The time that passed until she left El Salvador, in August of last year, was a period of exhaustion and paranoia, says the lawyer. “I no longer slept.” Deleón explains that she had to go to the Prosecutor’s Office three times a week, that she was followed, and that harassment on social networks was relentless. In September, when she was in a safe house in southern Mexico, the Inter-American Commission on Human Rights granted her precautionary measures, given that she was in “a serious and urgent situation of risk of irreparable damage to her rights in El Salvador.” Surveillance with drones, monitoring and harassment by officials and people related to the government, amounted to “a situation of risk to her life and integrity.”
The reasons why she had to leave the country seemed clear. But it was a little more difficult to understand the viciousness of her persecution. It is not that it was unprecedented: Bukelism was already attacking the journalists who revealed the misdeeds of the government, civil organizations, politicians from other parties and diplomats, but it was evident that Deleón did not have any powerful organization behind her.
“What political risk could you represent if you had lost the election? What would be the use of the government putting you in jail?”

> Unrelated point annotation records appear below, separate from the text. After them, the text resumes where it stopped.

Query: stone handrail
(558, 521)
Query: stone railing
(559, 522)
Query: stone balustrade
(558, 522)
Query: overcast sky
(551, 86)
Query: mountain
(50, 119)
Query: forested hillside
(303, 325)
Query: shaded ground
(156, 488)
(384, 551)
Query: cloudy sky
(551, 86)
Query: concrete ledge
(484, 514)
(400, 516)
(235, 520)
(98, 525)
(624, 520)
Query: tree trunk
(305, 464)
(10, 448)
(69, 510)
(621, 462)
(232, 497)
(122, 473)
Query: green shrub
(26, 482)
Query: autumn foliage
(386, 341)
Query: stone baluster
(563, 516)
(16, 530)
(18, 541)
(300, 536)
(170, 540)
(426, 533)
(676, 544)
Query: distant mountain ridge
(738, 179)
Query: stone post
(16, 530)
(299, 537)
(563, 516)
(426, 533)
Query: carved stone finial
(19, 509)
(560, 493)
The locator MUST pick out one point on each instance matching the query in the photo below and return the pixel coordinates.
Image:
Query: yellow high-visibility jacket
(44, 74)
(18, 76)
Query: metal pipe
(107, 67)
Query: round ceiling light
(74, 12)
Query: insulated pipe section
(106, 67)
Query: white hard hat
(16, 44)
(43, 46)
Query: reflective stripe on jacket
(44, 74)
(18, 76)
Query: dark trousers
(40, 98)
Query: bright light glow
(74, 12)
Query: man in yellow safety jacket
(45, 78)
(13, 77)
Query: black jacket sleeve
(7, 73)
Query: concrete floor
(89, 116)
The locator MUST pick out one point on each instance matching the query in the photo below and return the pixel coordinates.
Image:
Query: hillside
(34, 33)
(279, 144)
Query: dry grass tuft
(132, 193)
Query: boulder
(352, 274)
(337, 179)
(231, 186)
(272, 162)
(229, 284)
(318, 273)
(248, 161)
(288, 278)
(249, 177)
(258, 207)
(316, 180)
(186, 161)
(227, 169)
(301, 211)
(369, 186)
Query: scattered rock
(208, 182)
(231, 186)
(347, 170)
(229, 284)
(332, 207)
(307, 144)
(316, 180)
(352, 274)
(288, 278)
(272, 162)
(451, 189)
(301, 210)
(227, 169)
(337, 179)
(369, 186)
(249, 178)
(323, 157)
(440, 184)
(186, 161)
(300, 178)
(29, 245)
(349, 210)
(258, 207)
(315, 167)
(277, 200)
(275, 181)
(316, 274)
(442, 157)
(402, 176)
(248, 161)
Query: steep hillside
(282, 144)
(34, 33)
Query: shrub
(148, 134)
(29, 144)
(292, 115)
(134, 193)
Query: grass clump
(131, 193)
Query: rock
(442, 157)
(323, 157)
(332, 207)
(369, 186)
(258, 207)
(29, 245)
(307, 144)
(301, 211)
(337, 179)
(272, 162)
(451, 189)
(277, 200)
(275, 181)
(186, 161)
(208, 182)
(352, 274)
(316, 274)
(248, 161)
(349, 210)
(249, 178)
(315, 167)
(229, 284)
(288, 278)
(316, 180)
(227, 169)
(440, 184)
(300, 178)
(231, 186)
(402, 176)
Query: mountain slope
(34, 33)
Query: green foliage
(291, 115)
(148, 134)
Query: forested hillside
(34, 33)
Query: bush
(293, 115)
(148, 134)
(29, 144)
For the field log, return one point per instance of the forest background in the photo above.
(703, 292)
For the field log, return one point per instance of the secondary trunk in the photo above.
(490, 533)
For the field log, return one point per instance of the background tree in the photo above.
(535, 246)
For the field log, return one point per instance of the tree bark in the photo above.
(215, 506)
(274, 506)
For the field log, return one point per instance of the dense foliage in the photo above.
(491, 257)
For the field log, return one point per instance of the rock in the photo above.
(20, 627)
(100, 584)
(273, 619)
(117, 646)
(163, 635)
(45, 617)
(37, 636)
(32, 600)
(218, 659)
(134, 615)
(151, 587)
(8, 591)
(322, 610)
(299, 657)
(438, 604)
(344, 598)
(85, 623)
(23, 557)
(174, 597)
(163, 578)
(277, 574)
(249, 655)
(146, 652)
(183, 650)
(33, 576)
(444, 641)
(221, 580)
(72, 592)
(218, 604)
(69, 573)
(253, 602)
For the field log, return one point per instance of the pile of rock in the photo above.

“Look, if we think about it reasonably, with common sense, then there is no point in wasting time and resources like that. I have never held any kind of power, neither economic nor social, because I have been an independent activist. I have never been in a human rights organization as such. I mean, I was doing it all alone. And he knows it. But the problem with a person like Bukele is that he is very immature, very visceral and vindictive.”

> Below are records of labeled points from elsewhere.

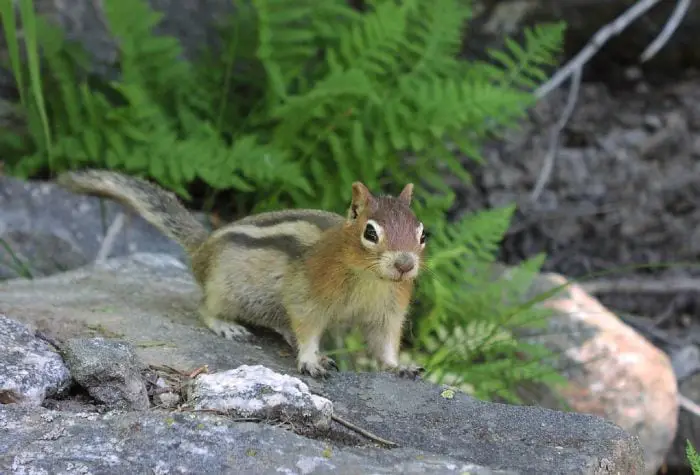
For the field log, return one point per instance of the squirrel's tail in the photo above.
(156, 205)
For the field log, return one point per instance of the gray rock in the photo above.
(146, 299)
(50, 230)
(258, 392)
(157, 442)
(109, 370)
(30, 370)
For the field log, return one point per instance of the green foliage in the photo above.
(301, 99)
(693, 458)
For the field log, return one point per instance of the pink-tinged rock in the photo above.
(613, 371)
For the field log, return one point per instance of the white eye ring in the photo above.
(372, 234)
(420, 236)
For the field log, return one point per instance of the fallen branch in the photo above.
(601, 37)
(362, 431)
(656, 286)
(671, 26)
(556, 132)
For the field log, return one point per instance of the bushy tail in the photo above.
(156, 205)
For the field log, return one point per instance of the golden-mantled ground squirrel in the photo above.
(296, 271)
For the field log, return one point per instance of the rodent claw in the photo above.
(329, 363)
(315, 370)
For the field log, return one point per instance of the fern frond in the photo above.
(522, 65)
(434, 38)
(373, 45)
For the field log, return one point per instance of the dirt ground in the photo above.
(624, 189)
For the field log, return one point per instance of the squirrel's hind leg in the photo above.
(229, 328)
(308, 332)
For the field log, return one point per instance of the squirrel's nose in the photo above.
(404, 263)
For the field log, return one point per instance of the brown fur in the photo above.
(296, 271)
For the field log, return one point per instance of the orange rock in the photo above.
(614, 372)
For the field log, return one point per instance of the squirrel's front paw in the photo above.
(230, 330)
(409, 371)
(318, 368)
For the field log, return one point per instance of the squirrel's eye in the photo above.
(371, 233)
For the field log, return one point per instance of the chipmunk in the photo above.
(296, 271)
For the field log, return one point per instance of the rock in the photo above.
(258, 392)
(613, 371)
(158, 442)
(30, 370)
(151, 298)
(50, 230)
(109, 370)
(688, 426)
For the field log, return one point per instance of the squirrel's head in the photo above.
(386, 236)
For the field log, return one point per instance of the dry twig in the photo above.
(362, 431)
(556, 132)
(601, 37)
(671, 26)
(110, 238)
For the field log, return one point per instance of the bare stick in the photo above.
(671, 26)
(689, 405)
(362, 431)
(599, 39)
(110, 237)
(654, 286)
(556, 132)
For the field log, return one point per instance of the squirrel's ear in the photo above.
(360, 199)
(407, 194)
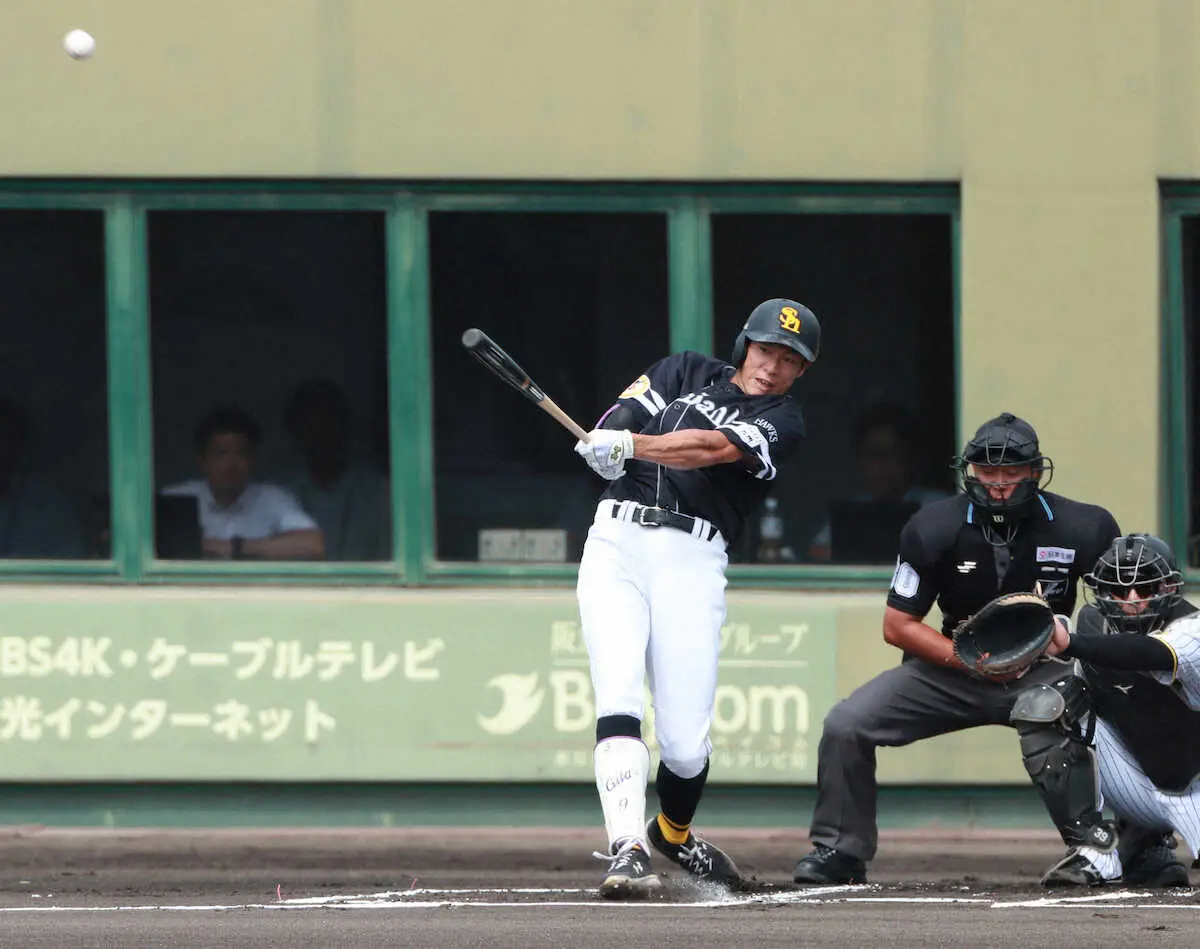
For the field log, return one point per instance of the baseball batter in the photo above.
(690, 449)
(1139, 643)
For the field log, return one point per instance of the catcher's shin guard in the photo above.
(1063, 769)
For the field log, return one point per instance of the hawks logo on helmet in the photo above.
(790, 319)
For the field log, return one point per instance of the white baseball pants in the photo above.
(652, 601)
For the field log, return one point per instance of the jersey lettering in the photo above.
(717, 414)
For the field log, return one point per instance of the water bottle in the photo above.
(771, 533)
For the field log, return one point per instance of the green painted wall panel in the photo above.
(367, 685)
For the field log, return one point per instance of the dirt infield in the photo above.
(535, 888)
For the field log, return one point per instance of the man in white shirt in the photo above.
(240, 518)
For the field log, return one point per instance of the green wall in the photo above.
(427, 685)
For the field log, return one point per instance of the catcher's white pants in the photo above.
(1133, 796)
(652, 601)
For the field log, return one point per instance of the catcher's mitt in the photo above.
(1008, 635)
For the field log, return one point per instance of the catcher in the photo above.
(1003, 533)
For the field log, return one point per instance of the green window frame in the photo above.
(1179, 202)
(406, 205)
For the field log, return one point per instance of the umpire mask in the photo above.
(1002, 443)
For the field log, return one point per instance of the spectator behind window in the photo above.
(346, 498)
(886, 448)
(36, 518)
(241, 518)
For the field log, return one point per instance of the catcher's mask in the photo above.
(1003, 442)
(1138, 565)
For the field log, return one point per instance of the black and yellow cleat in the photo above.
(700, 858)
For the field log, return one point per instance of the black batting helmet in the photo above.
(1000, 443)
(784, 322)
(1141, 564)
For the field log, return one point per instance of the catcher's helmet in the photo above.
(999, 443)
(1141, 563)
(784, 322)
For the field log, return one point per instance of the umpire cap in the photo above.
(780, 320)
(1003, 440)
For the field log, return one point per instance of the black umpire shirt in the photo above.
(945, 557)
(1157, 726)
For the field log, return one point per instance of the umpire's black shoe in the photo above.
(697, 857)
(823, 864)
(1155, 866)
(629, 875)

Deleón never believed that the persecution would reach this point: “I always thought that he would respect the professional relationship I had with him and the results I gave him,” she explains. In August 2021, she left El Salvador with her daughter for California, and was advised not to return. The Mesoamerican Initiative of Women Human Rights Defenders helped her find a place to stay in southern Mexico, while she applied for asylum in the country. At first it was very hard, she says: the uprooting, being away from her teenage son, explaining to her six-year-old daughter that they were on the run. “And she asked me: But why are we going to run away? Did you steal something?” They focused on small pleasures: the taste of tortillas, hot chocolate, making new friends, some motorcycle rides. In February of this year, two years after Bukele stormed the Assembly, she was notified that she had been granted refugee status and permanent residency in Mexico. It’s finally time for her to start over.